If this startling first impression wasn’t bad enough, Jillian made it worse by laying on the horn again, then standing up so that she came out of the place in the roof that slid back. Aunt Ginny had never seen anything like it in her entire life.

“Johnny Paul here?” Jillian called out, just as normally as if it was a formal call.

Aunt Ginny’s cheeks turned bright red, she started puffing like a blow fish, and stomped her tiny feet on the porch. “No he ain’t!” Aunt Ginny said, angrily. “And I won’t have no hussy in a hippie bus coming to fetch him, neither! Go home, girl!”

What Aunt Ginny didn’t know (who’d actually come to dearly love Jillian in time) was that she’d just met her match. No one had ever told Jillian ‘no’ and made it stick before. This tiny granny-looking lady wasn’t going to do it, either.

“Johnny Paul! Come on out here!” Jillian hollered.

Aunt Ginny was near about beside herself. She looked for the nearest disciplinary weapon in her reach, and found the broom she used to sweep the porch. She heisted it over her head, and went running towards the VW bus, waving it at the shocked Jillian.  “Now I done told you, GIT!” Aunt Ginny yelled.

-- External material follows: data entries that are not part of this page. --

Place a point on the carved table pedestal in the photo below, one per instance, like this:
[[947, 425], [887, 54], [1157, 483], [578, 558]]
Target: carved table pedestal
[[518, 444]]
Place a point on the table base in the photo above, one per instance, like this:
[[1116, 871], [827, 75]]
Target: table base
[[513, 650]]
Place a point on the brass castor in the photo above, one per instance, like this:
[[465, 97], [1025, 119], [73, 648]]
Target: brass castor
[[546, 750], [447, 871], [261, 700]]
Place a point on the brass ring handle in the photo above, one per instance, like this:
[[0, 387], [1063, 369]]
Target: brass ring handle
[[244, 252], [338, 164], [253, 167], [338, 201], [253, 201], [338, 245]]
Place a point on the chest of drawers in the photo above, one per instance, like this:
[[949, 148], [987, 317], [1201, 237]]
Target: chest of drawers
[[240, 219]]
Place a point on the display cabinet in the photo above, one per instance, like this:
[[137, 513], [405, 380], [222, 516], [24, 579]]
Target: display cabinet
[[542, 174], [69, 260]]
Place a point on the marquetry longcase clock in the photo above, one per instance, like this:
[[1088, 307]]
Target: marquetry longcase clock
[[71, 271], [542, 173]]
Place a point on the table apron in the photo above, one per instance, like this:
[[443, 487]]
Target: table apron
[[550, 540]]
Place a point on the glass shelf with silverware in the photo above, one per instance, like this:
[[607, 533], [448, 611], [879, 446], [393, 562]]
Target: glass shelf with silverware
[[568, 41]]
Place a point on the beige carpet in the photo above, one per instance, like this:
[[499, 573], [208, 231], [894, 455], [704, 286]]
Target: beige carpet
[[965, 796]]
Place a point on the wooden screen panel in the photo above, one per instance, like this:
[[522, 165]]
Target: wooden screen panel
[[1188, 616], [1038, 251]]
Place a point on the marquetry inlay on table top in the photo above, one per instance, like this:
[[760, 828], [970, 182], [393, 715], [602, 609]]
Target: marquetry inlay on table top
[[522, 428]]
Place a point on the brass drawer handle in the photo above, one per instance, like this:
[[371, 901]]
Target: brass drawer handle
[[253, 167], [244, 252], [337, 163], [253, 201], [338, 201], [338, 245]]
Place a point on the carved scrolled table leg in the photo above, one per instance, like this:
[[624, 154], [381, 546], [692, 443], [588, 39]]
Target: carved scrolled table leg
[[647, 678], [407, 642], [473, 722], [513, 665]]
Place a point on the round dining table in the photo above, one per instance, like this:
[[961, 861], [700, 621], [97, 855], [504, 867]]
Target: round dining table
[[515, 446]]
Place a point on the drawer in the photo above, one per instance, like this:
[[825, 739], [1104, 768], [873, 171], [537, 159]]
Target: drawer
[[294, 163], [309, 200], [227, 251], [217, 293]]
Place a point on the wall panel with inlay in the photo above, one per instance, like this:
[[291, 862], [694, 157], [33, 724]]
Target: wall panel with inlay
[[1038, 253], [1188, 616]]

Jillian’s emerald eyes narrowed, then seeing that broom coming closer and closer, called out Johnny Paul’s name once again, defiantly.

Just like that, a zip of wind rushed by Aunt Ginny.  Johnny Paul got past her somehow, got into the VW bus, and he and Jillian took off down the road, with Aunt Ginny still hollering and waving the broom after them.

Aunt Ginny spent the rest of the evening on the phone to the family who weren’t at the dinner table. She was too shocked to eat. Then, she got on the phone to Brother Holland. He put Johnny Paul on the phone prayer chain. Johnny Paul’s siblings all wondered what the outcome would be. Their brother had been kidnapped by a hussy in a hippie bus! What was the world coming to?

Several days later, Johnny Paul humbly went to Morty and asked for his job back. When Morty asked why, Johnny said it was very simple. He was a married man and he needed to support Jillian, his wife. The two had gone clear to Crestview, Florida and gotten married at her cousin’s church. Florida didn’t require a blood test, and her cousin knew the mayor, so getting it all done was pretty easy.

Morty, his better side appealed to, rehired Johnny Paul and offered his best wishes to the young couple. Johnny Paul, remembering Morty’s offer, picked out a bright blue Ford F-10 that had some miles on it, but would get him to and from work. Jillian would need her van after all, as a young matron.

This time, Johnny-Paul’s employment lasted about three months. Johnny gave proper notice this time, however, with the best of reasons for moving on. He was going to be a Daddy.

Jillian’s father had offered him a bank job (which he would manage to keep for a few years) and had let Jillian pick her choice of a two bedroom mobile home and a lot in the nicest trailer park in the county.

Aunt Ginny, despite her misgivings, finally came around and accepted Jillian. However, it rankled her from time to time that getting a new daughter in law came about because she’d been bested by a ‘hussy’ in a ‘hippie bus.’